In an increasingly digitalized environment, digital trust is earned by businesses and institutions that have proved their ability to guarantee the security, reliability, transparency, and privacy of the services they offer to the users. It is therefore a key element of a thriving digital transaction ecosystem. However, the level of digital trust has been declining, which jeopardizes the progress of digitalization.
Digital trust is under threat
The Covid-19 pandemic has led to a surge in online services. For the users, this has meant handing over personal, and often sensitive information, to the service providers for processing, which implies a certain level of trust. However, the importance of digital trust is not specific to these times of accelerated digitalization. Indeed, in 2018 already, PwC’s The Journey to Digital Trust report stated: “If the lifeblood of the digital economy is data, its heart is digital trust.”
Four years later, this remains relevant, as trust in technology is in short supply. The 2021 Edelman Trust Barometer reports that, globally, trust in the digital sector has been on the decline for years, having dropped from 77% in 2012 to 68% in 2021. This decline is partly due to various reports of digital security breaches, misinformation, and the inappropriate use of personal data.
Building digital trust is the responsibility of all stakeholders
There is therefore an urgent need to build digital trust. This need has led to the creation of the World Economic Forum’s Digital Trust Initiative. The purpose of this initiative is to reach a global consensus as to what digital trust is, and to restore faith in digital services by promoting the use of secure and trustworthy technologies among the stakeholders, i.e. governments, businesses, and citizens.

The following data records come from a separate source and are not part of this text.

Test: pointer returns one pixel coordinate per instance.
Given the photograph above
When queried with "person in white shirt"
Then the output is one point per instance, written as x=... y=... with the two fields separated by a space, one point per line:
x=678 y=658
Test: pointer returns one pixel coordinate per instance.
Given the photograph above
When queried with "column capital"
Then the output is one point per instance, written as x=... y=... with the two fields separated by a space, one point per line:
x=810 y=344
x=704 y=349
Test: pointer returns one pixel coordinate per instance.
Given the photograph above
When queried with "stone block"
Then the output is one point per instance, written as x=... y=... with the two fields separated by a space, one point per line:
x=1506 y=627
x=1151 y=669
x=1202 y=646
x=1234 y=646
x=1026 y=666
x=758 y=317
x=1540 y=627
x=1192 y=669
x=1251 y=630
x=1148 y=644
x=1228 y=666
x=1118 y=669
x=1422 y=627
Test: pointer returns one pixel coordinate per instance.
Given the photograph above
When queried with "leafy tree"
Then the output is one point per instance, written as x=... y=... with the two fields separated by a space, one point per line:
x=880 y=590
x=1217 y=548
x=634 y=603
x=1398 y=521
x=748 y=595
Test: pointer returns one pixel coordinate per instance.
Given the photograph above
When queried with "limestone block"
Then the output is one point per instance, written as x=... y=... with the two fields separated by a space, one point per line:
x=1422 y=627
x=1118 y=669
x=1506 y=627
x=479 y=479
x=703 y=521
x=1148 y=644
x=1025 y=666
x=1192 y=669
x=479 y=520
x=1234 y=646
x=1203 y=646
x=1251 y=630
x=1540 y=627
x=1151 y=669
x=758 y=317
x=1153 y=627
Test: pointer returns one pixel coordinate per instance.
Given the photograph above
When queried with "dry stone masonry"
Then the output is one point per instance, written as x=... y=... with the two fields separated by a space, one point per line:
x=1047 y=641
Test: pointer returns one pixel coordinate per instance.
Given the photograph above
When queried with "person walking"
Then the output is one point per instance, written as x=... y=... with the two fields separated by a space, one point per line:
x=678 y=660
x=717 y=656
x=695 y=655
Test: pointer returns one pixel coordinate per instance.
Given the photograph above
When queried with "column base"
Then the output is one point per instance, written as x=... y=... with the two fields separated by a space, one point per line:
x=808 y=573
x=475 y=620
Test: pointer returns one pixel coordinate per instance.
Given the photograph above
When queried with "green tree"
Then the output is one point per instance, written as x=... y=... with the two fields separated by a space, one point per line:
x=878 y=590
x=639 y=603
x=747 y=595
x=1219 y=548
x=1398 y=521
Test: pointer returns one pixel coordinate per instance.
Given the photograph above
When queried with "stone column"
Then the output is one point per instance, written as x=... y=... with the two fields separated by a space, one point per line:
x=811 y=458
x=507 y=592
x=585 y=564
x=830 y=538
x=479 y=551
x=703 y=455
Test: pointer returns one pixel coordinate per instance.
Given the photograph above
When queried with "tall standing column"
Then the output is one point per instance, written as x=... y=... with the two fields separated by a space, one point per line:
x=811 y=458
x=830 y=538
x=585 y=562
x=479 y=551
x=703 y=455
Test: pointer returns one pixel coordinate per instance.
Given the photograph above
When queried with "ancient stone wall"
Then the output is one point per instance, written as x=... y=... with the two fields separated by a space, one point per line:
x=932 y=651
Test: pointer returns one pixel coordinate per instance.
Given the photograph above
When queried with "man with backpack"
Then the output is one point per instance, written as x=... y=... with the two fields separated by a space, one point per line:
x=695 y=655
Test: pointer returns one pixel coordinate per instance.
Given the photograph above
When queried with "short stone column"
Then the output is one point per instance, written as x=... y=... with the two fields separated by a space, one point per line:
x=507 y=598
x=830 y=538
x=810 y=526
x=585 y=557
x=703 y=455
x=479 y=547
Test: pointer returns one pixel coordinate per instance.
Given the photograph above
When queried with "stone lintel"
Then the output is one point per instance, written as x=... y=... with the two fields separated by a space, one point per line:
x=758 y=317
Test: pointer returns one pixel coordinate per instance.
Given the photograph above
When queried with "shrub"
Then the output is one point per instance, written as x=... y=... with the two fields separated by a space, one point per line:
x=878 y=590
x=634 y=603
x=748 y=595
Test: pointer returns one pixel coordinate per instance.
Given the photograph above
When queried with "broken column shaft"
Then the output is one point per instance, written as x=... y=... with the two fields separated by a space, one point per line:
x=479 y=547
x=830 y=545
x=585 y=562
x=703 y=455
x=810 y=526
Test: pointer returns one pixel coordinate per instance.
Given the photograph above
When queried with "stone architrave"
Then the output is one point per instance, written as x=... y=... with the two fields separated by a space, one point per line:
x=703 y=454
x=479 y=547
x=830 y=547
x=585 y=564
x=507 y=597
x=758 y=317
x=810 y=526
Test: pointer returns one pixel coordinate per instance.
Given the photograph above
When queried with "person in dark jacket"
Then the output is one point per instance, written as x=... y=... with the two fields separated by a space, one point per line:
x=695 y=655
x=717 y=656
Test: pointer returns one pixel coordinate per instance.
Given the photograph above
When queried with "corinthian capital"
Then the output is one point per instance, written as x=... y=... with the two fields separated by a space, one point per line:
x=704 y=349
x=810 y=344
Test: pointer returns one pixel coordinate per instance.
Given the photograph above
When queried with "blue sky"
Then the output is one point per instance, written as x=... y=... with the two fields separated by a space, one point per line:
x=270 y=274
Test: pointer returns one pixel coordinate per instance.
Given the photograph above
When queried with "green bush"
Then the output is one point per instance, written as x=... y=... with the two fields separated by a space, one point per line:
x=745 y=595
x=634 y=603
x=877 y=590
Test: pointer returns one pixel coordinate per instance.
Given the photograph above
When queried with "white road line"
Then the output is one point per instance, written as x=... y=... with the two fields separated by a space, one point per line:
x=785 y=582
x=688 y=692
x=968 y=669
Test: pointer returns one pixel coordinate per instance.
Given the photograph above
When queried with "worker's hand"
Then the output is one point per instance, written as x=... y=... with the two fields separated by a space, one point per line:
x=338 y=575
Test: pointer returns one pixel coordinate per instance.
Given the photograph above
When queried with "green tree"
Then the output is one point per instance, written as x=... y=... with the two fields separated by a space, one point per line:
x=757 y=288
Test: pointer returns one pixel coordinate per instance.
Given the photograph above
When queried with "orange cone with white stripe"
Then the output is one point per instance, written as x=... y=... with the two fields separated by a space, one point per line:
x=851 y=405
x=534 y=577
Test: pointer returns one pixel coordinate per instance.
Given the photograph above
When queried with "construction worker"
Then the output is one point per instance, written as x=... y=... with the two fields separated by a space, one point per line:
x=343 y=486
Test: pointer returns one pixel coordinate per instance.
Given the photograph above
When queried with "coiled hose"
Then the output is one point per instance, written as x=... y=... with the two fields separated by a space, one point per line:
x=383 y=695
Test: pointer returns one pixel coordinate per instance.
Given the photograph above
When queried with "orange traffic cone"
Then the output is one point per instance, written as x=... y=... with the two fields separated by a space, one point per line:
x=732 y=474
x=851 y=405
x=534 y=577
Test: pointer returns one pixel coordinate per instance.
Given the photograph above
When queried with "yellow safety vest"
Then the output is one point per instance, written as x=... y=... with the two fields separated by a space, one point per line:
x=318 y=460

Governments and businesses must give users the assurance that their digital services are secure and they will handle all personal data in a safe and confidential way. To do so, they may resort to technological means such as trusted digital identities, biometric authentication, and the pseudonymization and/or anonymization of data. As for the citizens, they would benefit from enhancing their digital literacy, to improve their understanding of the digital ecosystem, especially as regards potential security risks, the Harvard Business Review suggests.
However, technological interventions such as these require the backup of an appropriate regulatory framework as regards the protection of personal data, to optimize their impact on digital trust.
Trust as a pillar of progress
Digital trust is a key requirement when it comes to the creation of a digital, cashless society. Its current decline may be a symptom of the global trust deficit highlighted by the 2022 Edelman Trust Barometer. In any domain, people need to trust before they buy into rules, institutions, and technologies. Building trust should therefore be at the top of governments’ and businesses’ agendas. By developing technologies that promote security and privacy in the digital ecosystem, GVG aims to contribute to restoring trust and thus supporting the progress of digitalization.